26. Therefore, in view of the settled legal position, the order of the Tribunal fixing the liability on the insurance company for 'no fault liability' is liable to be set aside. Point No. 1 is accordingly answered.
Point Nos. 2 and 3:
27. In CMA.No.500 of 1996 the claim petitioner questioned the quantum of compensation on the ground that it is low and prayed for an order to fix the liability of the insurance company for the entire compensation amount.
28. The Tribunal awarded a sum of Rs. 92,000/- towards compensation to the petitioner on account of the death of her son with interest and costs. The Tribunal considered all the aspects while fixing the quantum of compensation. There is no additional material placed by the petitioner to indicate the compelling circumstances under which the compensation is liable to be enhanced. I am therefore not inclined to interfere with the order of the Tribunal regarding the quantum of compensation.

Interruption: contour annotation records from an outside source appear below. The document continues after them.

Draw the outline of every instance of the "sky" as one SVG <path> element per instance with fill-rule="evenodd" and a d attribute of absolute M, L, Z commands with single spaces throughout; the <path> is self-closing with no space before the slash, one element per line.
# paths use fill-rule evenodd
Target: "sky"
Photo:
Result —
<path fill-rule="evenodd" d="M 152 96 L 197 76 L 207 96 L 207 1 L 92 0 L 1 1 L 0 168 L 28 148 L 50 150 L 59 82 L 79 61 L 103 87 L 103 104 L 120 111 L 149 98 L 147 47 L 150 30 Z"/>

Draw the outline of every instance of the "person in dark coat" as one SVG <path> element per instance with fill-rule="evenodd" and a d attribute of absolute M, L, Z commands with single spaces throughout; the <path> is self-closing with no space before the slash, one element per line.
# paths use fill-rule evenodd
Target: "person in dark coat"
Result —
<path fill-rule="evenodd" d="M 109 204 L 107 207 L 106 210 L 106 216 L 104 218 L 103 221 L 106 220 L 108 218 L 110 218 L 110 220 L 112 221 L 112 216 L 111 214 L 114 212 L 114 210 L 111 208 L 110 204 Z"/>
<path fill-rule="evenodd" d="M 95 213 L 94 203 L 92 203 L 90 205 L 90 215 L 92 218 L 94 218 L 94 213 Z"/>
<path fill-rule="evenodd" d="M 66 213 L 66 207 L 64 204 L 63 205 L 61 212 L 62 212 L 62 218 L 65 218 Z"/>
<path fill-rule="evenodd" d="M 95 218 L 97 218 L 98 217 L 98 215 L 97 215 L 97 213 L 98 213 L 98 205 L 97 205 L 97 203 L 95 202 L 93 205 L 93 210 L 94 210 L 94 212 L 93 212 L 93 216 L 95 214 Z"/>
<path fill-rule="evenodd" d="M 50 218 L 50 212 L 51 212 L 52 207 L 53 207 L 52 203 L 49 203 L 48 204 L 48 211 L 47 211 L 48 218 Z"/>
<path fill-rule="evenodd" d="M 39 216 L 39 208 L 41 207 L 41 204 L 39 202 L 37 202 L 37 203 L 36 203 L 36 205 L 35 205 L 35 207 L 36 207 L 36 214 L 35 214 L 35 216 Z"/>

29. The learned Counsel for the appellant in CMA No. 500 of 1996 represented that since the Tribunal held that the insurance company is liable to pay 'no fault liability' compensation, it shall be made liable to pay the entire compensation amount.
30. In view of the foregoing discussion and findings under point No. 1, I do not find any substance in the plea of the appellant-petitioner. Therefore, the request of the claim petitioner to fix the liability on the insurance company for the entire compensation cannot be acceded to.
31. Point Nos.2 and 3 are accordingly answered.
32. In the result, CMA No. 500 of 1996 is dismissed without costs by confirming the order of the Tribunal dated 23-3-1995 in OP No. 187of 1993.
33. CMA No. 1014 of 1995 is allowed by setting aside the order of the Tribunal fixing 'no fault liability' on the appellant-insurance company, but under the circumstances, without costs.